President Donald Trump’s administration announced a $600 million bidding contest late Friday night to kick off construction of The Wall, a towering physical barrier between the United States and Mexico.
The process will start with little walls — an unknown number of barriers of concrete and other materials that will serve as models for the bigger wall, which Trump made central to his political campaign.
Construction will proceed with unusual haste. Companies have just two weeks to submit proposals. Finalists will make a two-and-half hour long oral presentation to the U.S. Customs and Border Protection agency, which is overseeing the contest. Winners will be announced by late May.
Steven Schooner, a professor of government contracting at George Washington University, tweeted that the process was “extremely/uniquely complicated (and confusing).”
But CBP officials said in a statement that the approach was designed to get the best value for the government:
“Through the construction of prototypes, CBP will partner with industry to identify the best means and methods to construct border wall before making a more substantial investment in construction.”
The bidding documents released Friday provide important clues as to what the Trump administration hopes to erect on the 1,200 miles of border with no physical barriers. Some 650 miles are already fenced.
The little walls are supposed to be tall. They should be “physically imposing in height” — 30 feet is preferred, though 18 feet is acceptable. However, the prototypes will be as little as 30 feet long, and cost as little as $100,000.
The little walls are supposed to be strong. They must be able to withstand attacks from “sledgehammer, car jack, pick axe, chisel, battery operated impact tools, battery operated cutting tools, Oxy/acetylene torch” for at least one hour, preferably four. They should also be able to span 45 degree slopes, and block tunneling. Contractors will build prototypes of concrete — Trump’s preferred material — but also other materials that will allow visibility between the two sides. Once the government has determined a model, the prototypes may be demolished.
Finally, the little walls are supposed to be pretty — at least on the U.S. side of the border. The agency wants the walls to be “aesthetically pleasing” so that the color and texture blends into the environment on the “north side of the wall.” There is no similar language for the Mexican side of the wall.

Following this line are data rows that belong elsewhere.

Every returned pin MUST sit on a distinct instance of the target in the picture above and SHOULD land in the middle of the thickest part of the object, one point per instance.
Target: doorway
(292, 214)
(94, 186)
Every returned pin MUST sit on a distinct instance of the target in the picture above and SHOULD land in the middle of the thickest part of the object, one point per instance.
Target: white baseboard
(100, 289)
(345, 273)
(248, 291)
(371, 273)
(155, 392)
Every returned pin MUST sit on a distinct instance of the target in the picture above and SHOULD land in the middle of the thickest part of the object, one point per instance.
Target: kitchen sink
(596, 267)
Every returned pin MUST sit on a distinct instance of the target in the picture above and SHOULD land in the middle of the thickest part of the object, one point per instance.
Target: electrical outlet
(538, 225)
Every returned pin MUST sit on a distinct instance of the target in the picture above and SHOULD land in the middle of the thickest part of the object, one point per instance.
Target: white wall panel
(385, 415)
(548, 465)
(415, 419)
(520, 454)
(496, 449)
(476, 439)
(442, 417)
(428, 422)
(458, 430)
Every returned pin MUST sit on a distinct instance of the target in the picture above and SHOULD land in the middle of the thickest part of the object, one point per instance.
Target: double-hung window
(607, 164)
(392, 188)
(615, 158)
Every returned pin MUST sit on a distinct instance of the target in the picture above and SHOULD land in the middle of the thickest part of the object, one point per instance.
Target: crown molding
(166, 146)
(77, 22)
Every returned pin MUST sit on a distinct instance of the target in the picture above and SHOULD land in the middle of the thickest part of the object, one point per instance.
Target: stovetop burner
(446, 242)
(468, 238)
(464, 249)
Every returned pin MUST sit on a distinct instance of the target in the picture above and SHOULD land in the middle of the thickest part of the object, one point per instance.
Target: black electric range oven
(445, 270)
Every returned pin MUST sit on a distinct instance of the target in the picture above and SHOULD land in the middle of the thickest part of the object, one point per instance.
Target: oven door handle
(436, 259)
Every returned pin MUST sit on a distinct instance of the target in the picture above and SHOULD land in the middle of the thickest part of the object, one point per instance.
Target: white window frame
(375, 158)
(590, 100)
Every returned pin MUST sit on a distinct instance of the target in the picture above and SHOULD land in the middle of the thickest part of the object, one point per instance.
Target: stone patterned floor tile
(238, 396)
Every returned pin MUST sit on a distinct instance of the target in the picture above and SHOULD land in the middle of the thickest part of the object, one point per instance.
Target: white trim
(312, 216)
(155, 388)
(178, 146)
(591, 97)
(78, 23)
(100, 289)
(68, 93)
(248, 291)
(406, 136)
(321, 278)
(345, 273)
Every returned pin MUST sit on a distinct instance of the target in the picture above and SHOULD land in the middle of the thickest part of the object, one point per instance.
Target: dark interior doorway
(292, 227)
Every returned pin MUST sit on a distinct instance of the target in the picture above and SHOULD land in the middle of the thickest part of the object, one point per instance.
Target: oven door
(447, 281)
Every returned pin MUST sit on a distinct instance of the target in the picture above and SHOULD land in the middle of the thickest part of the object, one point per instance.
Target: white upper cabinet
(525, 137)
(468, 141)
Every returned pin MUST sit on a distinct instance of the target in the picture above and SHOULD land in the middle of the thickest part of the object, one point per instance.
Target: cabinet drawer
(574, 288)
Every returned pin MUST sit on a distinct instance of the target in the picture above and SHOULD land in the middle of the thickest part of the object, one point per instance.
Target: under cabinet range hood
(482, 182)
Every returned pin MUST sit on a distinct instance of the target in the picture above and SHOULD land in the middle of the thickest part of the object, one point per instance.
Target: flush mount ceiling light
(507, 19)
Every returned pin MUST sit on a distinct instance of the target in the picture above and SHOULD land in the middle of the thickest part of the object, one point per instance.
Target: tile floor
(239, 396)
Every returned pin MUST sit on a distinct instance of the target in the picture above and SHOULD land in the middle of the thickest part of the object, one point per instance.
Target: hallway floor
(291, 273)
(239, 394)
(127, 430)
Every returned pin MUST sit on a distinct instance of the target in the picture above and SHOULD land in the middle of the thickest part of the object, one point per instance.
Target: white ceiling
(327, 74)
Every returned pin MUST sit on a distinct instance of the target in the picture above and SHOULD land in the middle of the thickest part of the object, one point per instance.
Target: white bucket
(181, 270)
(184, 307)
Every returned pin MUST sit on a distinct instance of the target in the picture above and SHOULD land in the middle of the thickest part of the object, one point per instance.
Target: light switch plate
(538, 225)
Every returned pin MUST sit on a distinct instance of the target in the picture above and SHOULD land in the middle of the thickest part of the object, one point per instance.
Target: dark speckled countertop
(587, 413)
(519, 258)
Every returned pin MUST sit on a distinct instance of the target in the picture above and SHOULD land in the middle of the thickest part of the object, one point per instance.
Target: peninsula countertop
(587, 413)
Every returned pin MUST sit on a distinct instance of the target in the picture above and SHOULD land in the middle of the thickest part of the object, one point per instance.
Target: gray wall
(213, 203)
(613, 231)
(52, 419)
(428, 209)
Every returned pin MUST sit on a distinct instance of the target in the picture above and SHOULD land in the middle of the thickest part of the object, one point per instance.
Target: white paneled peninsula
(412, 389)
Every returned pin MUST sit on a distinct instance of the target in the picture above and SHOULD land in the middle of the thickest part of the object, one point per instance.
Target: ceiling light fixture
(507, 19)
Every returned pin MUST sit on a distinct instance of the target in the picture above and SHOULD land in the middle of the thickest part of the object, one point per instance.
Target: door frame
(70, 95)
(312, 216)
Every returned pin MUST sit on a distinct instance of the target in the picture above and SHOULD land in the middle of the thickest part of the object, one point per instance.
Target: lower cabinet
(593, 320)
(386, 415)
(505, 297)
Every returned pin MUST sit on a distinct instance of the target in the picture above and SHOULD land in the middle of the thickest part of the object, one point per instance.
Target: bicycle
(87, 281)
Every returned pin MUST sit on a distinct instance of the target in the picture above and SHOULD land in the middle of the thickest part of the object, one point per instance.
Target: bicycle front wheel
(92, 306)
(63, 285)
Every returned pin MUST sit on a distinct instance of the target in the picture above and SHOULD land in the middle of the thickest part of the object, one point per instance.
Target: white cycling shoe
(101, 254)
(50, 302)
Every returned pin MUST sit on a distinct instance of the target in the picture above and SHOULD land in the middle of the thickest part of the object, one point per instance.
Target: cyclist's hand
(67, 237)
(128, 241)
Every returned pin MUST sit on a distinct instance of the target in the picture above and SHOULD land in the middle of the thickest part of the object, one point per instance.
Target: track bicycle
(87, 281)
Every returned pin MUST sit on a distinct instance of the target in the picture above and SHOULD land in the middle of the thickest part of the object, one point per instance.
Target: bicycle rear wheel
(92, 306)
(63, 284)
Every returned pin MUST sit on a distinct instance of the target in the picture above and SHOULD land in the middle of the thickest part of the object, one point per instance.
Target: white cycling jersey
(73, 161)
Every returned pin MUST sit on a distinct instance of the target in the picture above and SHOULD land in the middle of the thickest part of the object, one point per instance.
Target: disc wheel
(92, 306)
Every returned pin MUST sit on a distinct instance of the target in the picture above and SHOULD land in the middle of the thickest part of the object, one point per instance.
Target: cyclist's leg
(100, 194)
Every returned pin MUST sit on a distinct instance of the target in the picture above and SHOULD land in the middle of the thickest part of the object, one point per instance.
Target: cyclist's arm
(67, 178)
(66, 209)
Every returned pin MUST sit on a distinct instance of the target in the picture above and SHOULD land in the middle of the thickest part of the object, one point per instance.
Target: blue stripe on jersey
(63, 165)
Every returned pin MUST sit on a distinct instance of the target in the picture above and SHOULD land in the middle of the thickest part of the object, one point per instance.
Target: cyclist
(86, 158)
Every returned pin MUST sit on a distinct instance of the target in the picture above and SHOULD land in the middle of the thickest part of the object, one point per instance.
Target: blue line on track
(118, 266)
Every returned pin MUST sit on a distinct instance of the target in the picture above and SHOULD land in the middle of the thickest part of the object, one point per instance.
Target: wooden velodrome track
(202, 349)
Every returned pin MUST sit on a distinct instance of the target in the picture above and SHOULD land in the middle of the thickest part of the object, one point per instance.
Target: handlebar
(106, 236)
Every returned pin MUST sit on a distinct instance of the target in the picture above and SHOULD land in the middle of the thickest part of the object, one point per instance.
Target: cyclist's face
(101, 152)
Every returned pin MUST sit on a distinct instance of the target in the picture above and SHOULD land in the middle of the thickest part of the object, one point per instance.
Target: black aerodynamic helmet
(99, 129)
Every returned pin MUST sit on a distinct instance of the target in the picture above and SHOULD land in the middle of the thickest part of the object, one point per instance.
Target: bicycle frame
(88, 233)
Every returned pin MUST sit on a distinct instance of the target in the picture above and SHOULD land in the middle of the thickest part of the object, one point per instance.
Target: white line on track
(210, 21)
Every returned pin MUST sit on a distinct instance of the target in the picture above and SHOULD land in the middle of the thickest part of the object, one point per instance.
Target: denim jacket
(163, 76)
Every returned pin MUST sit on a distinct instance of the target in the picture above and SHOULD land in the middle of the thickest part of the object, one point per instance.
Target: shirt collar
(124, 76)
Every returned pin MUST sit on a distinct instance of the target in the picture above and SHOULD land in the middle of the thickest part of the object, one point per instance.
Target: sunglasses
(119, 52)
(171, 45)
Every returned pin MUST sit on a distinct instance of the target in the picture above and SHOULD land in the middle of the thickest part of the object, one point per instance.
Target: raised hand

In addition to the tough building conditions, the agency clearly understands another difficulty will be political: Interested builders are urged to discuss their experience in “executing high profile, high visibility and politically contentious” construction projects.
Immigration activists are expected to protest construction of the wall, deploying tactics learned during the long, bitter protests over construction of the Dakota Access Pipeline near the Standing Rock Sioux Reservation in North Dakota. The bid calls for companies to hire their own private security contractors to protect their projects.
The final cost of the wall — and even whether it will be built — is a matter of debate. Trump has said he anticipates the final bill to be from $10 billion to $12 billion. The Department of Homeland Security has suggested a cost of around $21 billion. Trump’s proposed budget has called for $2.6 billion to begin construction.
In Congress, some Republicans and many Democrats have opposed spending billions for an untested and possibly ineffectual border barrier. Trump has said he will force Mexico to pay for the wall. The Mexican government has rejected the possibility.
What is clear is that the Trump administration’s methods will favor large, experienced government contractors with demonstrated experience in big construction projects. Companies such as KBR, Tutor Perini Corp., Parson Corp. and Fluor Corp. have all indicated an interest in building the edifice.
At the same time, the agency has asked bidders to explain how they will meet the agency’s goals to deliver contracts to small, minority and veteran owned companies. Customs and Border Protection aims to pay 38 percent of its contract to small business, 5 percent to woman-owned firms and 3 percent to companies owned by disabled veterans.
In practice, the likely outcome is a few large government contractors overseeing a small army of subcontractors to build the wall.
More than 700 companies signed up for notifications about the building the wall, including more than 140 minority-owned firms — about 20 percent of the total. It is unclear how many of the firms possess the necessary experience and ability to participate in the bid.